If a machine had been at hand whereby 15 or 20 acres per day could have
been plowed and harrowed, thousands would have invoked its aid to enable
them to sow their Grain in tolerable season, even though the cost had
been essentially heavier than that of old-fashioned plowing. I traversed
Illinois on the 13th and 14th of May, 1859, when its entire soil seemed
soaked and sodden with incessant rains, which had not yet ceased
pouring. Inevitably, there had been little or no plowing yet for the
vast Corn-crop of that State; yet barely two weeks would intervene
before the close of the proper season for Corn-planting. Even if these
should be wholly favorable, the plowing could not be effected in season,
and much ground must be planted too late or not planted at all.
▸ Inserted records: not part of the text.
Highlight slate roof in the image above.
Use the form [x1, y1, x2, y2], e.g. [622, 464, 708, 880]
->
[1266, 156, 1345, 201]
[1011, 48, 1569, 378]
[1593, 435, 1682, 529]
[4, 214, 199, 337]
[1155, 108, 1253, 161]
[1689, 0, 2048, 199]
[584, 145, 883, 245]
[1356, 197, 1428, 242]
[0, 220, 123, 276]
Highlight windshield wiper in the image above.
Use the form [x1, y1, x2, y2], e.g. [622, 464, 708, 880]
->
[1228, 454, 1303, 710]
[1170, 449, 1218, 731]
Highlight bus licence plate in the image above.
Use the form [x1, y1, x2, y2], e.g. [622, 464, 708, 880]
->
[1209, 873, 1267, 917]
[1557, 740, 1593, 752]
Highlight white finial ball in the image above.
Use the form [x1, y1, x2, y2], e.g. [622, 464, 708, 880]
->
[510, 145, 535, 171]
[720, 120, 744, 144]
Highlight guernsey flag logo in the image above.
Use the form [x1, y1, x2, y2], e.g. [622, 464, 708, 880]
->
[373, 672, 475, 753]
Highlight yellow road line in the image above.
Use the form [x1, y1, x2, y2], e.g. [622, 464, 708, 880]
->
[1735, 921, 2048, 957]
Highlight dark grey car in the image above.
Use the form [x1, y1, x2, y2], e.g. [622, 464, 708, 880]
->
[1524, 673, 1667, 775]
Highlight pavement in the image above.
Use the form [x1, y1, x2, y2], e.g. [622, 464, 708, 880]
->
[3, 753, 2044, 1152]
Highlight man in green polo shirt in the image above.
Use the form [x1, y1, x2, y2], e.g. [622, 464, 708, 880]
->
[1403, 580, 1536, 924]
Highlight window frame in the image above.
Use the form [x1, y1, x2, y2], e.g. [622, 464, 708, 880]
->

In every
such case, a machine that would plow six or eight furrows as fast as a
man ought to walk, would add immensely to the year's harvest, and be
hailed as a general blessing.
I recollect that a German observer of Western cultivation--a man of
decided perspicacity and wide observation--recommended that each farmer
who had not the requisite time or team for getting in his Corn-crop in
due season should plow single furrows through his field at intervals of
3 to 3-1/2 feet, plant his Corn on the earth thus turned, and proceed,
so soon as his planting was finished, to plow out the spaces as yet
undisturbed between the springing rows of Corn. I do not know that this
recommendation was ever widely followed; but I judge that, under certain
circumstances, it might be, to decided advantage and profit.
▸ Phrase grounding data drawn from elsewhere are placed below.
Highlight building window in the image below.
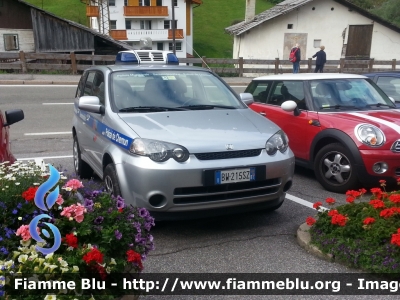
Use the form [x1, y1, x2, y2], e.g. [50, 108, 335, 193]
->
[140, 20, 152, 29]
[139, 0, 150, 6]
[125, 20, 131, 29]
[3, 34, 19, 51]
[124, 0, 128, 6]
[174, 0, 178, 6]
[287, 24, 293, 29]
[314, 39, 321, 48]
[164, 20, 177, 29]
[156, 0, 162, 5]
[110, 20, 117, 30]
[169, 42, 181, 51]
[157, 42, 164, 50]
[109, 0, 116, 6]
I have not attempted to indicate all the benefits which Steam is to
confer directly on Agriculture, within the next half-century. That
Irrigation must become general, I confidently believe; and I anticipate
a very extensive sinking of wells, at favorable points, in order that
water shall be drawn therefrom by wind or steam to moisten and enrich
the slopes and plains around them. Such a locomotive as I have
foreshadowed might be taken from well to well, pumping from each in an
hour or two sufficient water to irrigate several of the adjacent acres;
thus starting a second crop of Hay on fields whence the first had been
taken, and renewing verdure and growth where we now see vegetation
suspended for weeks, if not months. I feel sure that the mass of our
farmers have not yet realized the importance and beneficence of
Irrigation, nor the facility wherewith its advantages may be secured.